Figure 6. Funnel plot for dietary outcomes. The funnel plot illustrates the connection between standardized imply variations (SMDs) and their corresponding SEs for dietary outcomes. The plot was generated utilizing the Hartung-Knapp-Sidik-Jonkman (HKSJ) adjustment to account for examine heterogeneity.

Certainty of Evidence

Based on the Grading of Recommendations, Assessment, Development, and Evaluation evaluation of every important impact estimate, this examine concludes that stand-alone DLSIs present a moderate-certainty profit for each anthropometric and dietary outcomes. The certainty of proof for anthropometric outcomes was downgraded by one degree as a result of severe considerations concerning inconsistency. This determination was made due to the substantial statistical heterogeneity. Furthermore, our subgroup evaluation revealed that the kind of management group was a key supply of heterogeneity, indicating that the noticed dispersion was largely defined by variations in examine design reasonably than inconsistent intervention results. Similarly, the knowledge of proof for dietary outcomes was downgraded by one degree as a result of severe inconsistency amongst research, regardless of a constant route of results ().

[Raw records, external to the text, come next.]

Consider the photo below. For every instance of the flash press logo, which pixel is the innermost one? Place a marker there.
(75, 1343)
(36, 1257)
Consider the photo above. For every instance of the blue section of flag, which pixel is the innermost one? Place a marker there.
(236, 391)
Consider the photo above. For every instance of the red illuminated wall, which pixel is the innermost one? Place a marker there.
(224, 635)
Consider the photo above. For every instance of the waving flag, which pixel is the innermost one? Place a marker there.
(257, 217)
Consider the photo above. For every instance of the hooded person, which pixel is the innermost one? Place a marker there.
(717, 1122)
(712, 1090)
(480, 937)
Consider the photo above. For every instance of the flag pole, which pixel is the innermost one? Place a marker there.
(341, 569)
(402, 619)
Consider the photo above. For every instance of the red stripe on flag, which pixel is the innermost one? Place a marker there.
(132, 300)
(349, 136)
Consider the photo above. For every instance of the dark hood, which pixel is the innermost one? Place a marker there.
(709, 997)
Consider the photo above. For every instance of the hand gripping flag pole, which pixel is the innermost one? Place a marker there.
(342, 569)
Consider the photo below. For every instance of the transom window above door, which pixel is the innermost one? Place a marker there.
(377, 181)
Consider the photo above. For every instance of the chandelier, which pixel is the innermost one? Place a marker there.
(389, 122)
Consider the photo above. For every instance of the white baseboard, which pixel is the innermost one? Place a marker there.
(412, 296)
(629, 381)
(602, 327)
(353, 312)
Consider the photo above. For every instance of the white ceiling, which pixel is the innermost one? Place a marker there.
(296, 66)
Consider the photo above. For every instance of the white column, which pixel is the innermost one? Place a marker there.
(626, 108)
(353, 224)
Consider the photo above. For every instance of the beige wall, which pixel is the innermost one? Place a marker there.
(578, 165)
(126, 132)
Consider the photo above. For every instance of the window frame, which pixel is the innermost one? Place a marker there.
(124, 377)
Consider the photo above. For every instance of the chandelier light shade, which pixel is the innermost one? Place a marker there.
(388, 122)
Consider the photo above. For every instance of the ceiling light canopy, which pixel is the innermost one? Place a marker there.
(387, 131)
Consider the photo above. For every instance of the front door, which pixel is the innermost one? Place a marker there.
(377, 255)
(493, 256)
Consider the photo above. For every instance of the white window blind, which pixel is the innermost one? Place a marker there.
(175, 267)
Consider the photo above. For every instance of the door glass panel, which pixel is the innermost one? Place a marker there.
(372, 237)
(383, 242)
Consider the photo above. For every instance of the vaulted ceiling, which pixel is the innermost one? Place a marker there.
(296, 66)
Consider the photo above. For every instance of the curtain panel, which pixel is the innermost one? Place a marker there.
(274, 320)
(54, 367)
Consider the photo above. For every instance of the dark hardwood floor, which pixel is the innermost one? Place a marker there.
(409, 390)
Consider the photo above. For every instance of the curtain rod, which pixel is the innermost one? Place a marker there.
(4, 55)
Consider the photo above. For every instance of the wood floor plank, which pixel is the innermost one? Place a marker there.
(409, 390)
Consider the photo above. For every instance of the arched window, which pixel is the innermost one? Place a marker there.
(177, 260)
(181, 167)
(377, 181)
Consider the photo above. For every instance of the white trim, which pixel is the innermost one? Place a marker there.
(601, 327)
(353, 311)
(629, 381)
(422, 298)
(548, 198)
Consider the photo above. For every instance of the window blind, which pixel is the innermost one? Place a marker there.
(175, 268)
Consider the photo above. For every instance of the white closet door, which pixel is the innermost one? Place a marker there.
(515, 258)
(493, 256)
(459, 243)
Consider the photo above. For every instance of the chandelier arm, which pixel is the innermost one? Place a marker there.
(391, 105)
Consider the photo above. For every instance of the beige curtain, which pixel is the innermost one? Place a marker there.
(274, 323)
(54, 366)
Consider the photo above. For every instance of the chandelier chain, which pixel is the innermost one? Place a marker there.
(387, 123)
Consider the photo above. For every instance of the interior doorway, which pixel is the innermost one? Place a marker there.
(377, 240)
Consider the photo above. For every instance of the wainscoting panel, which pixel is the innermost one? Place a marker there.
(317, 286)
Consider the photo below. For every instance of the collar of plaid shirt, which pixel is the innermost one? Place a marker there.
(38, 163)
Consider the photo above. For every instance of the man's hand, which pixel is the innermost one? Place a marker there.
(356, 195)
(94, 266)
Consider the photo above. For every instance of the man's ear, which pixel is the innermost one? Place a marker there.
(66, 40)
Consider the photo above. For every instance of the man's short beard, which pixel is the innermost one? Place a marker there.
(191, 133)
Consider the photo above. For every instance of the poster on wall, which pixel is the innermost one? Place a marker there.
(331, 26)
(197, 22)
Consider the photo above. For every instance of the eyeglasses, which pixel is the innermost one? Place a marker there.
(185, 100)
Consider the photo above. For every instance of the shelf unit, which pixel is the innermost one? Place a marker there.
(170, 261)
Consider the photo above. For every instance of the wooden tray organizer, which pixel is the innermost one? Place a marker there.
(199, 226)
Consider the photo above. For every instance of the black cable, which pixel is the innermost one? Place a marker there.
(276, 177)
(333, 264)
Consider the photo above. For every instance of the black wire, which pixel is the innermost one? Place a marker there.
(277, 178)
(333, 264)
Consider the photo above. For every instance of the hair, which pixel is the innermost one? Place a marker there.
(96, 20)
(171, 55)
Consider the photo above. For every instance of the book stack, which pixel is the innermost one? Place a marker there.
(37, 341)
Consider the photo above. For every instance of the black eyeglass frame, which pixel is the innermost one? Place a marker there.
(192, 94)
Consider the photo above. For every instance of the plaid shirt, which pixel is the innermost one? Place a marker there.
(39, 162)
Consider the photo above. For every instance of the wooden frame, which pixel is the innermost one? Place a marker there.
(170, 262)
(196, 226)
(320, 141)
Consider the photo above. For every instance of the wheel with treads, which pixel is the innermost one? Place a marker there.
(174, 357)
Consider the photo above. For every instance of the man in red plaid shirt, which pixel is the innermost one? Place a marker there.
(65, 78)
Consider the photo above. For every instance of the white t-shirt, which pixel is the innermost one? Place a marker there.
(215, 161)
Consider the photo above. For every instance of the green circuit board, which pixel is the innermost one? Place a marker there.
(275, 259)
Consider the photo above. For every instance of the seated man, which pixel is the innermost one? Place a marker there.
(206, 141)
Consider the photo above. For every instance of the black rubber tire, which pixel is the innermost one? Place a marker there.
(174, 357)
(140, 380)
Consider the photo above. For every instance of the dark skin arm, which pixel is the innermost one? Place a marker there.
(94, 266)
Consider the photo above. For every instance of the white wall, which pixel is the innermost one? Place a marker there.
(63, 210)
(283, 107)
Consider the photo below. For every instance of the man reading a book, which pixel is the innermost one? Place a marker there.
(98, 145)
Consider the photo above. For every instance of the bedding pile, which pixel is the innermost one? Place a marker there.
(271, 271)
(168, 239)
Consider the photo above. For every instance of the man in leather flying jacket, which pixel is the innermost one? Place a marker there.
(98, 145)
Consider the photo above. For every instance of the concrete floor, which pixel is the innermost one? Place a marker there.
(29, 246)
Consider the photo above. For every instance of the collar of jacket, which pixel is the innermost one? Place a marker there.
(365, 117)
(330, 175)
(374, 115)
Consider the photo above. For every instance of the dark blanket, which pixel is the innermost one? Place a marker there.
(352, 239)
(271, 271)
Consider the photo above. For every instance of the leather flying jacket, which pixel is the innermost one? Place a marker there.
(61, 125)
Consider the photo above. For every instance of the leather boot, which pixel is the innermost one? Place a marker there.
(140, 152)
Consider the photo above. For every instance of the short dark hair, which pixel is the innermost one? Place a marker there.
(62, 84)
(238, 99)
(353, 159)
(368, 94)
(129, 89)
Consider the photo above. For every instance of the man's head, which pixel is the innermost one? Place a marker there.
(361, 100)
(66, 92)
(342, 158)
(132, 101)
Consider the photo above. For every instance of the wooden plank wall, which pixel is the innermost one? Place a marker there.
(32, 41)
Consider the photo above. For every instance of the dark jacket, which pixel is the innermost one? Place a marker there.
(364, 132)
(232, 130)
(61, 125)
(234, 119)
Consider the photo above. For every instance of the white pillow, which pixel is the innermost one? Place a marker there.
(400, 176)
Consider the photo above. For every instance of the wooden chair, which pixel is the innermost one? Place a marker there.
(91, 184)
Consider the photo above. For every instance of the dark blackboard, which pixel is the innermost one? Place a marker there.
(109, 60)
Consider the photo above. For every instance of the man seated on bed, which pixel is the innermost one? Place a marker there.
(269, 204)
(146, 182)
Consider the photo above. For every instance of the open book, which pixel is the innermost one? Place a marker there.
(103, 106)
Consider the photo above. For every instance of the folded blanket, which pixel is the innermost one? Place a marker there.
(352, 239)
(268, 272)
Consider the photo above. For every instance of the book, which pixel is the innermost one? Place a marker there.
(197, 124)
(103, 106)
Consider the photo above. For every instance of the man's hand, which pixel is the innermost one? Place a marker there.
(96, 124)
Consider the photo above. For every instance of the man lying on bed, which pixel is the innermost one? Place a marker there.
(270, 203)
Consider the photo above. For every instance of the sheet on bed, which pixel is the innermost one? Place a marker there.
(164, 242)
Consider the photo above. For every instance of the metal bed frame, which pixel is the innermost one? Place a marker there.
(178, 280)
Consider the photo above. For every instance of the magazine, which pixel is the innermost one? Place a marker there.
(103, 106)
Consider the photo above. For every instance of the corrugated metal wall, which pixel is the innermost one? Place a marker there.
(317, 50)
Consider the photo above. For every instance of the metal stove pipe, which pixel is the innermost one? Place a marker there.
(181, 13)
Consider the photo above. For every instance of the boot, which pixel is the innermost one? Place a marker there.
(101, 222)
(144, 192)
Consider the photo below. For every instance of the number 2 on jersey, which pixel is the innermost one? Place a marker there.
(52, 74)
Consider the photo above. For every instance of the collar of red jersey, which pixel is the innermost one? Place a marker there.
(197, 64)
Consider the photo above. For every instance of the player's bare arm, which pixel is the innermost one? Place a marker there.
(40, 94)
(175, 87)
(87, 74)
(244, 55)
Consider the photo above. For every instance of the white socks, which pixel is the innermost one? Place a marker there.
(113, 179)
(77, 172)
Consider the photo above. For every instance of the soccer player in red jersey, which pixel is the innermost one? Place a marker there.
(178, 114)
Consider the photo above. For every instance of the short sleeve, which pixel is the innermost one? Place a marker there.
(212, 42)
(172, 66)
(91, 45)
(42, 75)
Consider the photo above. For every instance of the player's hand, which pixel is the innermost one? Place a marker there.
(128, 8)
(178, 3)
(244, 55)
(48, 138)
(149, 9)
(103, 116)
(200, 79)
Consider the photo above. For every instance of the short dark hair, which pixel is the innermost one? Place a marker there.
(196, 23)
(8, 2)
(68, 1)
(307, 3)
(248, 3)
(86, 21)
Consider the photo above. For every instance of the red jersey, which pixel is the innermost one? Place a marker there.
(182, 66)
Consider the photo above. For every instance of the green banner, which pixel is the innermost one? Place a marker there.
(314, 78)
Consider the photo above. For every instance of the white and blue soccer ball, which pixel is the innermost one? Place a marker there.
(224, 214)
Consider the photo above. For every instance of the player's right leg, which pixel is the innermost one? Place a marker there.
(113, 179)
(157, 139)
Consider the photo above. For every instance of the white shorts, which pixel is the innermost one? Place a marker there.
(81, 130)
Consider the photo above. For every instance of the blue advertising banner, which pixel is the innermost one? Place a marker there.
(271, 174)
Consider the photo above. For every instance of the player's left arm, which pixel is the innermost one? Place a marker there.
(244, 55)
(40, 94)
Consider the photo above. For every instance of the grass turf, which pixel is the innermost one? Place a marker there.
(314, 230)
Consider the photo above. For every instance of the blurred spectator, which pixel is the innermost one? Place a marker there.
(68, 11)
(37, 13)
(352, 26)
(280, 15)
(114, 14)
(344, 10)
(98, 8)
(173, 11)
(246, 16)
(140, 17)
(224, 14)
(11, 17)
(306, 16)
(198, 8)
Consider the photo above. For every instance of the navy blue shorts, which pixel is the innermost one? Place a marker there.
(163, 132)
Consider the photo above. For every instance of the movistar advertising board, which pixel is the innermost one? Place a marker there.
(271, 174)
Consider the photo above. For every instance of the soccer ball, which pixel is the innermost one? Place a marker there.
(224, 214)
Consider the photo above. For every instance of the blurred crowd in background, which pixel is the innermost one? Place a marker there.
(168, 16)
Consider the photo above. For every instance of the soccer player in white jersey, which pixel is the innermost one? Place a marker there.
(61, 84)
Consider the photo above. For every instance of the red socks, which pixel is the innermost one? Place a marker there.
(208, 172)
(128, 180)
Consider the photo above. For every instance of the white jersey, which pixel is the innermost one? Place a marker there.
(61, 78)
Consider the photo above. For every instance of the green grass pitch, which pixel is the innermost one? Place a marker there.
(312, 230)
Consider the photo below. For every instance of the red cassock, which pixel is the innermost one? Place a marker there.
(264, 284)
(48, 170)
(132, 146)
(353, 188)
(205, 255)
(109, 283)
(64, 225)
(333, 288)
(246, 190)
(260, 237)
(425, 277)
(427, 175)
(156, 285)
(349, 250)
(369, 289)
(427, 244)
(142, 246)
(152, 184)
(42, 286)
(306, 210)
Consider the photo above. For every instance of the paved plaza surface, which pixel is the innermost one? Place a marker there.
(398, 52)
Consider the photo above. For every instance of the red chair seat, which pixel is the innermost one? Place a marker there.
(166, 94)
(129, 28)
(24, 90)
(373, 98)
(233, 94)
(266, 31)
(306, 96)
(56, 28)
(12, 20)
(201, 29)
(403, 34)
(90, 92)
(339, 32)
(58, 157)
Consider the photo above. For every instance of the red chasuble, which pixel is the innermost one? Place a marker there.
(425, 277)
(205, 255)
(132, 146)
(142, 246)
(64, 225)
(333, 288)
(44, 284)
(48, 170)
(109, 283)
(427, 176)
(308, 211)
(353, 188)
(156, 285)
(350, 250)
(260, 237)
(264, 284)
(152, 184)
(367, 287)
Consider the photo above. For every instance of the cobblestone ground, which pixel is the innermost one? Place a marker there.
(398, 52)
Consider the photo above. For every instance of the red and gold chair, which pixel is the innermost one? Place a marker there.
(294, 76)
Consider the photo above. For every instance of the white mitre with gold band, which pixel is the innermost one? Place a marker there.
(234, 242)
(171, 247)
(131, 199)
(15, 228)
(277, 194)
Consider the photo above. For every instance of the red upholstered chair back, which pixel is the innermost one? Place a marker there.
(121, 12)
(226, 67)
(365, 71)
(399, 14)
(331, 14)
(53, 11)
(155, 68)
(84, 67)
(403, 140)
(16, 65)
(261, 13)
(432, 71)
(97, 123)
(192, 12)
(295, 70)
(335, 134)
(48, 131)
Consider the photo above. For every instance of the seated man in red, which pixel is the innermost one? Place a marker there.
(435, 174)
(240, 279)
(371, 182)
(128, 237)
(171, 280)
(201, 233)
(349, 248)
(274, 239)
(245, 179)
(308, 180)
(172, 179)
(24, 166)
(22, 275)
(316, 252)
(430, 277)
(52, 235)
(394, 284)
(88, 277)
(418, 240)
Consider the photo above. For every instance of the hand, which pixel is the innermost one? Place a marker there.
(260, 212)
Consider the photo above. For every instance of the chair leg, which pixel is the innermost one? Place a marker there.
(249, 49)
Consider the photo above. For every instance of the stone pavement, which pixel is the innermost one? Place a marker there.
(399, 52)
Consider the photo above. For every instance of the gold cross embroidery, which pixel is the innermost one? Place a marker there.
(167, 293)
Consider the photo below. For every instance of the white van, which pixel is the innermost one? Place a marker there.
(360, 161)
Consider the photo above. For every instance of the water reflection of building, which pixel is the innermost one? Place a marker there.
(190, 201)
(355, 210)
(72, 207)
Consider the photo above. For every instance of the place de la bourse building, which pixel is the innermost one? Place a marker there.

Table 4. Summary of Grading of Recommendations, Assessment, Development, and Evaluation (GRADE) evaluation for every final result.
Outcomes No of research Risk of bias Inconsistency Indirectness Imprecision Other concerns SMD (95% CI) Quality
Anthropometric outcomes 19 (3556 individuals) Not severe Serious inconsistency Not severe Not severe Not severe 0.26 (0.14‐0.38) (equal to 2.62-6.55 kg discount) ⊕⊕⊕○ Moderate
Dietary outcomes 8 (1365 individuals) Not severe Serious inconsistency Not severe Not severe Not severe 0.26 (0.04‐0.48) ⊕⊕⊕○ Moderate

aSMD: standardized imply distinction.

Meta-Regression

Meta-regression evaluation confirmed that retention charges affect each anthropometric (β=0.005, 95% CI 0.0001‐0.0100; P=.05) and dietary outcomes (β=0.0175, 95% CI 0.0103‐0.0246; P<.001), indicating that larger participant retention was related to larger intervention effectiveness ( and ). This means that a rise in participant retention was related to a corresponding improve within the SMD, highlighting the significance of methods to reduce dropout in digital interventions.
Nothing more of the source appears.